3. Beyond affordability, what other challenges are you looking to solve for clients?
Another urgent consideration is sustainability. Plans think “Even if I can afford it today or tomorrow, what about five years from now?” And then an additional subtlety which is especially important for smaller and midsize employers is “Am I prepared for gene therapy and other high-cost, one-time treatments?”
Million-dollar claims related to drugs like gene therapies are a reality that is just beginning to be experienced by clients. If you're a thousand-life group, you probably spend about a million dollars a year on drugs within your pharmacy benefit. And as gene therapy becomes more prominent, the reality is that it only takes one gene therapy procedure for one patient to equal the entire annual pharmacy drug spend that you're used to seeing.
While gene therapy costs will typically be associated with the medical benefit, we recommend that our clients always look at medical and pharmacy drug costs together. The benefit under which the claim pays isn’t the important piece – being able to afford the cost of the drug is.
This fundamentally changes how drug costs get funded financially. How do we insulate plans from that million-dollar claim coming in and disrupting their financial picture and everything they thought they knew about drug benefits?
I suspect we will see more interest in products like the Optum Gene Therapy Risk Protection we offer.
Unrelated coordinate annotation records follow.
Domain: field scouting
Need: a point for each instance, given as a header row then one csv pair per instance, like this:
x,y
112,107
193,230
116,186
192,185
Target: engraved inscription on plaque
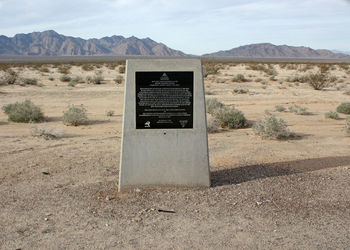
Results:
x,y
164,100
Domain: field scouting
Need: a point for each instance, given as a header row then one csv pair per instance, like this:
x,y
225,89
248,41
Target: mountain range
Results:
x,y
268,50
50,43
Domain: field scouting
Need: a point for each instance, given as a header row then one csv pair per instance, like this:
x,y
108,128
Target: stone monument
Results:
x,y
164,140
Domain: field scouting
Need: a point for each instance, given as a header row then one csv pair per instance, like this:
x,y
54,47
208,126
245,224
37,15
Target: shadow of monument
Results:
x,y
248,173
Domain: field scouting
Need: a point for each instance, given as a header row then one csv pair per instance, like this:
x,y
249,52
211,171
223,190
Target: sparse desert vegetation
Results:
x,y
344,108
24,111
281,182
272,128
75,116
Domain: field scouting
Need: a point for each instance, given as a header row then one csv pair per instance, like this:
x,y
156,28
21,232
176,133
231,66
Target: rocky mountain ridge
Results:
x,y
50,43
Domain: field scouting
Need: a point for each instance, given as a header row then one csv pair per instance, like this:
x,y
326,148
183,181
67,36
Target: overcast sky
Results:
x,y
193,26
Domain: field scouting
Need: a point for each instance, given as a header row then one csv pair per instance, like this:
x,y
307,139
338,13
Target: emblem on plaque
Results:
x,y
183,123
164,77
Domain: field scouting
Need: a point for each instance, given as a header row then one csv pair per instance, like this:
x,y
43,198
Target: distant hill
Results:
x,y
50,43
268,50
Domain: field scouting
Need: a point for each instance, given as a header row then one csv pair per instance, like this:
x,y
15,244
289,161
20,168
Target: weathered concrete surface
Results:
x,y
152,157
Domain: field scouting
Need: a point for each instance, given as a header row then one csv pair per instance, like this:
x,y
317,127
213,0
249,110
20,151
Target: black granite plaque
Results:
x,y
164,100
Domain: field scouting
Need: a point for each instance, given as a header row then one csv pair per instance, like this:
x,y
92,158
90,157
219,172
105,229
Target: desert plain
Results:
x,y
265,194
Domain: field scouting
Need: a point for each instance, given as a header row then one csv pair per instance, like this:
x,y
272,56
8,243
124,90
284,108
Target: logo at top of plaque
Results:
x,y
164,77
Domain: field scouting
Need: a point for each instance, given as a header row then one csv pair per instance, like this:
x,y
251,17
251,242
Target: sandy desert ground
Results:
x,y
265,194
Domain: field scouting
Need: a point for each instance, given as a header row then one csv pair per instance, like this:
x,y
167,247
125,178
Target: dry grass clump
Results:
x,y
318,80
240,78
267,69
65,78
96,79
64,69
29,81
297,78
211,68
10,77
212,125
109,112
88,67
118,79
280,108
299,110
225,116
121,69
213,104
272,128
23,112
46,132
344,108
347,126
75,116
240,91
331,115
44,69
231,118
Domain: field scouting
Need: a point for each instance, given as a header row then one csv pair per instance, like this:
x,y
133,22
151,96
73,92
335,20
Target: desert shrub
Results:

This protects plans from unexpected high-cost claims. Moving forward without this type of protection is akin to living in a flood zone without flood insurance – and the flood of cell and gene therapies is coming. These treatments represent amazing scientific achievements. We can’t let financial limitations keep patients who need these drugs from getting them.
Beyond gene therapy affordability, one other concerning trend that I see related to this is the growing industry of small alternate funding companies. They will dangle a product in front of a small or midsize employer to say, “you don't need to cover specialty. We have alternate funding arranged that will allow somebody else to pay for your employees specialty pharmacy product.”
If it sounds suspicious from the start, it should. However, it is completely understandable why an employer might be interested in a proposal that promises to reduce their costs. However, these alternate funding companies are distorting the marketplace by essentially manipulating the pharmacy benefit and then attempting to have these patients qualify for free goods from charitable organizations. Those charitable organizations exist to help uninsured patients afford drugs or underinsured patients afford their copays for drugs. These alternate funding companies profit from the funding the charitable organization provides, which I would imagine is not the intent of a charitable organization’s charter.
In the end, the plan sponsor loses the rebate performance and still must pay for the product from an alternate funding company. This diminishes any savings the client may expect. Most importantly, it’s also very disruptive to the patient, who often misses months of therapy as this gets worked out, and often ends up right back where they started – getting the product funded by their employer when the alternate funding attempt didn’t work out. So, this is a trend that I think we as an industry need to figure out.